Acht Monate sind vergangen, seitdem Xavier Naidoo und seine Gruppe Die Söhne Mannheims sich mit dem Song „Marionetten“ nach rechts außen stellten, Zeilen sangen, die als Angriff auf den Rechtsstaat gewertet wurden. Immer wieder hatte Naidoo durch Auftritte und Äußerungen zuvor schon den Verdacht erregt, er positioniere sich antidemokratisch, populistisch. 2015 sollte er für Deutschland beim Eurovision Song Contest antreten; starke öffentliche Proteste verhinderten es. Am Freitagabend steht in der Stuttgarter Schleyerhalle einer auf der Bühne, der, so scheint es, laut und deutlich sagen möchte: Schau her, ich bin vor allen Dingen Musiker.

Traumhaft lässig sinken die Silben in die Melodien hinein

Xavier Naidoo überzeugt an diesem Abend in künstlerischer Hinsicht durch und durch. Kein deutschsprachiger Sänger des Soul beherrscht seine Stimme auf vergleichbare Weise, zerlegt wie er Sätze in Silben, die er traumhaft lässig in Melodien hineinstreut. Während viele seiner Kollegen und Kolleginnen ihre Zeilen ungelenk manieriert phrasieren, wirkt Naidoo einfach nur souverän. Er beherrscht die leisen Momente, versteht es, seinen Gesang zu steigern, ihm Wärme, Emotion, Dringlichkeit zu geben; er gestaltet seine Stücke intelligent, vielseitig, dynamisch. Kurz: Er ist ein großartiger Sänger. Und er enthält sich aller politischen Kommentare an diesem Abend – fast.
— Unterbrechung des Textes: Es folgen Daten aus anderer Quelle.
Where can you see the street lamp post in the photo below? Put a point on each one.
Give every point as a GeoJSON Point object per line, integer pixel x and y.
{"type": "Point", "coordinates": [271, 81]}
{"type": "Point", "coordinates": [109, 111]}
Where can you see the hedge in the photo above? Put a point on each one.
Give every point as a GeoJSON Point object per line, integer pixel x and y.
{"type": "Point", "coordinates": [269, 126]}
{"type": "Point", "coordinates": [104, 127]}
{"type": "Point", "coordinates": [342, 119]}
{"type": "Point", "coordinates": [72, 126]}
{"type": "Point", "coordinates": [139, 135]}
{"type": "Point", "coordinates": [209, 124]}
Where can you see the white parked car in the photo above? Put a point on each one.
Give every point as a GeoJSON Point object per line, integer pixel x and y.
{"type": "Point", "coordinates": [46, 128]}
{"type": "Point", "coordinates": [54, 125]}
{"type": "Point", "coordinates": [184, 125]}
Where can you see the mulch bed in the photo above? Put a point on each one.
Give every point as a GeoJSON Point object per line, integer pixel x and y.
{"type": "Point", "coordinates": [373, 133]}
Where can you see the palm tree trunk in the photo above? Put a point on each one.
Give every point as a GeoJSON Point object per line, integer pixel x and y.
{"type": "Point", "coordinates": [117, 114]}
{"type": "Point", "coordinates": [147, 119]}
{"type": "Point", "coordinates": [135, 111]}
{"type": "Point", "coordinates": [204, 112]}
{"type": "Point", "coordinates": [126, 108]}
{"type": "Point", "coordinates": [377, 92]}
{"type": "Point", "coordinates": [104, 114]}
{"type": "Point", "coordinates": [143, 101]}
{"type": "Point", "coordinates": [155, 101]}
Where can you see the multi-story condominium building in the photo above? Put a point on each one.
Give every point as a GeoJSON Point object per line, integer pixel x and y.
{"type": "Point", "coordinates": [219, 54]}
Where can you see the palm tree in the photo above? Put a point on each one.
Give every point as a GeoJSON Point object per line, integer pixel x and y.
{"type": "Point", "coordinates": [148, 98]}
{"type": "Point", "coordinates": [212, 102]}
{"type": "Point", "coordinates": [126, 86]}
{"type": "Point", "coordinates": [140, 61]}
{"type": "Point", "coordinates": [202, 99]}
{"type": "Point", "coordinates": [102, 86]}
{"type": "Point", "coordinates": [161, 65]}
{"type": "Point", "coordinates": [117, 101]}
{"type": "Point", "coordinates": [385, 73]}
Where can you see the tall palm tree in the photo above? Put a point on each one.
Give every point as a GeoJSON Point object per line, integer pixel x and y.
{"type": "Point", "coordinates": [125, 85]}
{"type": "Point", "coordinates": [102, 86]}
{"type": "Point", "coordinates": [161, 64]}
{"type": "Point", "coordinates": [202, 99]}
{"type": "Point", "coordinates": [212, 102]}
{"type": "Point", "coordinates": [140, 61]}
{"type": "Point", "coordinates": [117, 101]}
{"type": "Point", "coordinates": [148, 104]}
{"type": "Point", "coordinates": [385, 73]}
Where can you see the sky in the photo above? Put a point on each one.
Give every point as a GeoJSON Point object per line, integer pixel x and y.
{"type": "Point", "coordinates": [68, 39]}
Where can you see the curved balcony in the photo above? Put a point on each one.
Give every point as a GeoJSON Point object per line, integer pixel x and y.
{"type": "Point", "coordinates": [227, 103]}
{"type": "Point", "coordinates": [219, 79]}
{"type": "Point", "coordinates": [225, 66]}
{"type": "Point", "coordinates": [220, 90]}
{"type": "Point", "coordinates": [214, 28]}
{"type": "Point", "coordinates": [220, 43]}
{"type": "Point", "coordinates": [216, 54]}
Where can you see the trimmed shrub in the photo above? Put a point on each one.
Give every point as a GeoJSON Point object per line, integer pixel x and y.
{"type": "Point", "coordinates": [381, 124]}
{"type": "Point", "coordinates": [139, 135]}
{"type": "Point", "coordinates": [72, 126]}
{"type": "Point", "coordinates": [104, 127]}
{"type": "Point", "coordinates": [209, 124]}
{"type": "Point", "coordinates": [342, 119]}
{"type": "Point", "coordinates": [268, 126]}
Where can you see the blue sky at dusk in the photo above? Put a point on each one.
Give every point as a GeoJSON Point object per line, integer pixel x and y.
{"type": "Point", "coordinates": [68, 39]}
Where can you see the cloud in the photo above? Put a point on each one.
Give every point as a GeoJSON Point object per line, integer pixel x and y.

Ein wenig plaudert Xavier Naidoo von seinen Vaterfreuden auf der runden Bühne in der Schleyerhalle, erzählt davon, wie sein Sohn ihm vom Tisch fiel, vom großen Schreck des Vaters. Wenn er später ein Lied „unseren starken Müttern“ widmet, dann ist das gewiss gut gemeint, hat aber doch einen eigentümlichen Klang. Naidoo erzählt auch, dass er die täglichen Nachrichten nie versäumt. „Ich bin ein News-Junkie“, sagt er. „Mir bringt das keine Angst; ich will einfach nur wissen, mit was wir gerade angelogen werden.“ Und dann ist da noch das Pathos, das seine Lieder füllt; die Erotik, der in der Soulmusik eine so große Rolle zukommt, hat bei ihm keinen Platz. An ihre Stelle tritt die christliche, heroische Errettung der Welt. „Alles kann besser werden“, singt Xavier Naidoo; „Mach dir keine Sorgen“, „Halte durch“; „Mut zur Veränderung“, „Wenn du es willst“.

Doch von was träumt der Sänger eigentlich ganz genau?

Die Bühne in der Schleyerhalle dreht sich, verändert dabei ihre Farbe, strahlt in Blau, in Rot. Xavier Naidoo sitzt auf einem Hocker, Schiebermütze, dunkle Brille, seinen Musikern zugewandt. Über der Bühne durchscheinende Leinwände, darauf sein Bild, auch das von Alex Auer, der die Gitarre spielt, Neil Palmer, der am Flügel sitzt. Sie kleiden Naidoos Gesang in delikate, luftige Klänge, umspinnen ihn mit lyrischem Gefühl, kosten auch die Stille aus, lassen ein Stück wie „Sie sieht mich nicht“, 1999 von Naidoo eingesungen für den Soundtrack des Filmes „Asterix und Obelix gegen Cäsar“, noch schöner klingen. Und Rhani Krija, der nicht nur mit Sting, auch mit Chick Corea, Herbie Hancock zusammenarbeitete, spielt für Xavier Naidoo die Percussion – ihm zu lauschen, den Schlägen, mit denen er leise, präzise und lebhaft die Musik bestimmt, ist beglückend, verzaubert diesen Abend. Bei „Alle Männer müssen kämpfen“ und „Kraft“ kommt Cassandra Steen zum Duett mit Naidoo auf die Bühne, Soulsängerin geboren auf den Fildern, vom Publikum mit Jubel begrüßt.

Xavier Naidoo singt in Stuttgart seine großen Hits, und er singt auch eine Coverversion. Bei Sam Cookes „A Change is gonna come“ zeigt er sich in größter Form, tritt auf mit einer Intensität, die seinen Vorbildern kaum nachsteht. Und doch enthüllt gerade dieser Song Naidoos Dilemma: Welch eine Veränderung, das fragt man sich unwillkürlich, ist es, die ein Sänger, der vorgestern noch mit Reichsbürgern kokettierte, wirklich herbeisehnt.